The West has long had a thing for Che Guevara, a doctrinaire Marxist and homicidal maniac of particular note. In the more than four decades since his death, his iconic countenance has adorned tee shirts, caps, and mugs, and companies have used his face to sell their products.

This past January, in fact, Mercedes-Benz’s chairman, Dieter Zetsche, unveiled a new car on a stage whose back wall featured a floor-to-ceiling picture of the Cuban revolutionary and Castro comrade-in-arms.

Still, the news that a town in Ireland – a land better known for shamrocks and Saint Patrick – has fallen victim to Che’s ghoulish appeal reminds us just how much historical ignorance and moral confusion plague the West, and it should prompt sober-minded people of all stripes to voice their displeasure.

At the seaside resort of Kilkee, in the city of Galway, planning is underway for a festival in September that will celebrate the life and times of Che, whose grandmother was born in Galway and who spent time there in 1961, according to reports from IrishCentral.com and other outlets.

Che’s eldest daughter will be the guest of honor and Galway plans to unveil a statue in his honor. The embassies of Cuba and Argentina, where Che was born, have offered financial help to build the statue.

“The Che Guevara image created by Irish artist Jim Fitzpatrick has become as famous as the Coca Cola logo and is recognized as one of [the] enduring images of the 20th Century,” an event spokesman said. “We are proud to say that this image was the product of that fateful meeting between Guevara and Mr. Fitzpatrick in Kilkee.”

True, Fitzpatrick has done as much as anyone to make Che a figure of enduring Western fascination. But, that’s hardly a reason for Che-worship by the good people of Kilkee or Galway or Ireland – or anywhere else.

For those who need a refresher, Che Guevara was born in Argentina, radicalized by the poverty he witnessed during his early travels across Latin America, joined Fidel Castro’s revolutionary movement, and rose to second-in-command in the effort to topple Cuban dictator Fulgencio Batista.

He was ruthless and cold-blooded, one who glorified violence, killed and ordered others to kill without hesitation, and opted for murder even if merely suspecting that someone might oppose him.

“Here in the Cuban jungle, alive and bloodthirsty,” he wrote to his wife after reaching Cuba in early 1957, according to a New Republic retrospective of a few years ago by Peruvian writer Alvaro Vargas Llosa.

Also in early 1957, his diary reveals, he shot someone whom he suspected of leaking information, writing chillingly, “I ended the problem with a .32 caliber pistol, in the right side of his brain.”

Che put words to action most forcefully when Castro put him in charge of La Cabana prison. There, he presided over quick trials of former Batista officials, businessmen, journalists, and others. The revolutionary tribunal ruled, the appellate court (over which Che presided) confirmed the rulings, and the executions proceeded – anywhere from a few hundred to perhaps a thousand or more.

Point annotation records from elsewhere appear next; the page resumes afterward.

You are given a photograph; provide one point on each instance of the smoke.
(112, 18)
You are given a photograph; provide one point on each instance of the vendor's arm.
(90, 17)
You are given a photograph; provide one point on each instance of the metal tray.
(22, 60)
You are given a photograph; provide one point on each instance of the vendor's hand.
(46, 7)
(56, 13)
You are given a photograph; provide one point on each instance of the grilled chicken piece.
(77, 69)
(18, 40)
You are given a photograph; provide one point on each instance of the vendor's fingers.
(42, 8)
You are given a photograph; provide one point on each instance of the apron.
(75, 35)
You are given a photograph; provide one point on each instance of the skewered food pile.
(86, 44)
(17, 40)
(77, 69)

When not approving death sentences, Che was sending the revolution’s purported enemies to camps for years of hard labor. Labor camps evolved into concentration camps for the “unfit” – Catholics, dissidents, AIDS victims, and others – who were raped, beaten, mutilated, or otherwise traumatized.

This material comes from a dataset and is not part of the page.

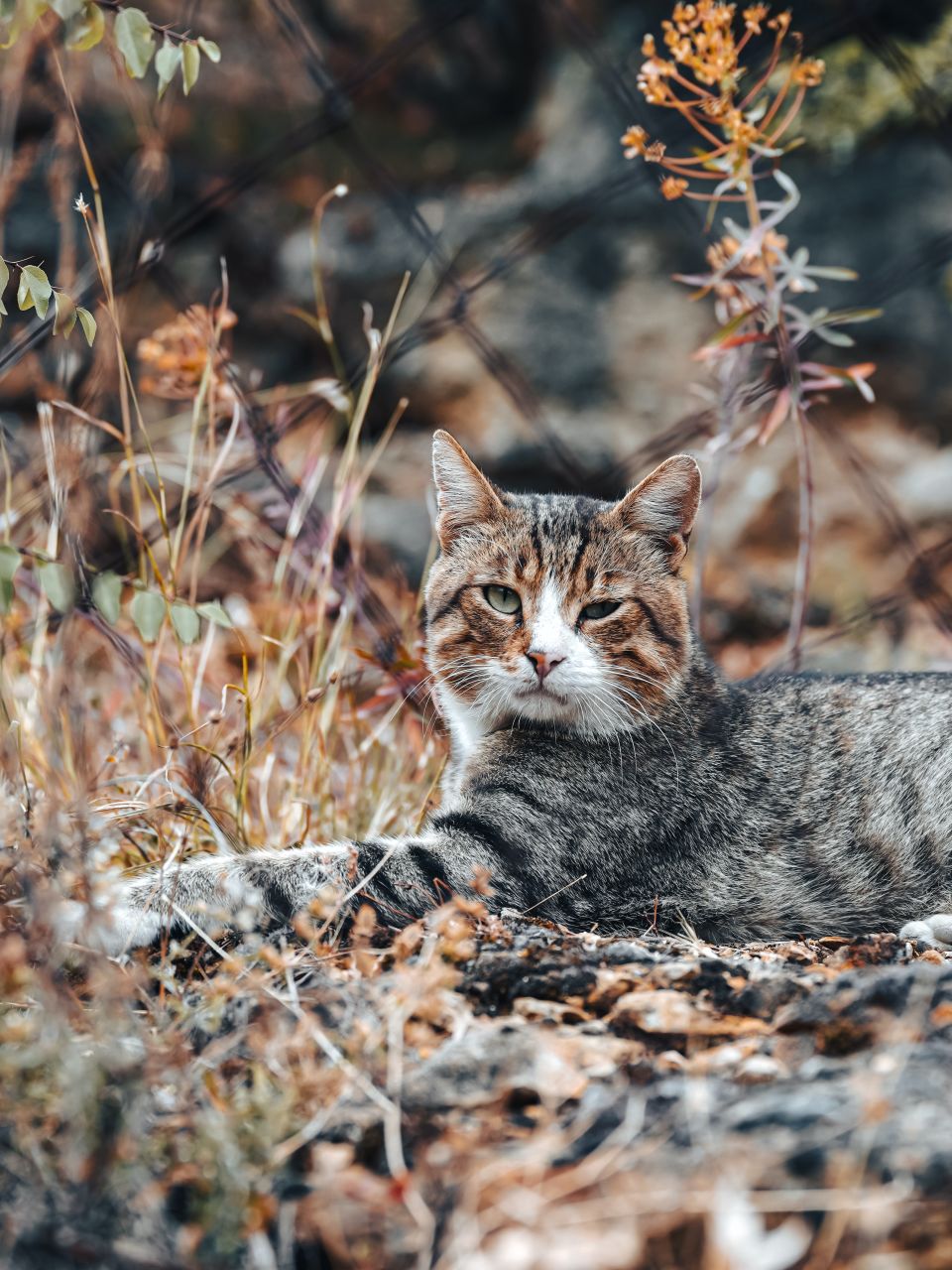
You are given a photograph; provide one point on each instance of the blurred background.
(479, 143)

A fan of the Soviet Union, he played a key role in creating a secret police to subjugate the Cuban people and enforce the revolution.

“Hatred is the central element of our struggle!” Che said in a 1966 speech, a year before he was captured while fomenting revolution in Bolivia and executed. “Hatred that is intransigent…hatred so violent that it propels a human being beyond his natural limitations, making him violent and cold- blooded killing machine…We reject any peaceful approach.

“Violence is inevitable,” he continued.” To establish Socialism rivers of blood must flow! The imperialist enemy must feel like a hunted animal wherever he moves. Thus we’ll destroy him! These hyenas are fit only for extermination. We must keep our hatred alive and fan it to paroxysm! The victory of Socialism is well worth millions of atomic victims!”

Galway’s upcoming celebration has drawn a strong rebuke from House Foreign Affairs

Committee Chairwoman Ileana Ros-Lehtinen, who was born in Havana and fled Cuba when she was eight to escape the horror that Che helped to create.

“Che Guevara was a mass murderer and a human rights abuser, whose campaign led to the murder of countless people throughout Cuba, under the Castro regime, and Latin America,” she wrote recently to Irish Prime Minister Enda Kenny, asking his government to “honor the victims of Che and the Castro dictatorship by rejecting this proposal.”

That Ros-Lehtinen probably won’t get her way says something profoundly disturbing about the West’s moral compass.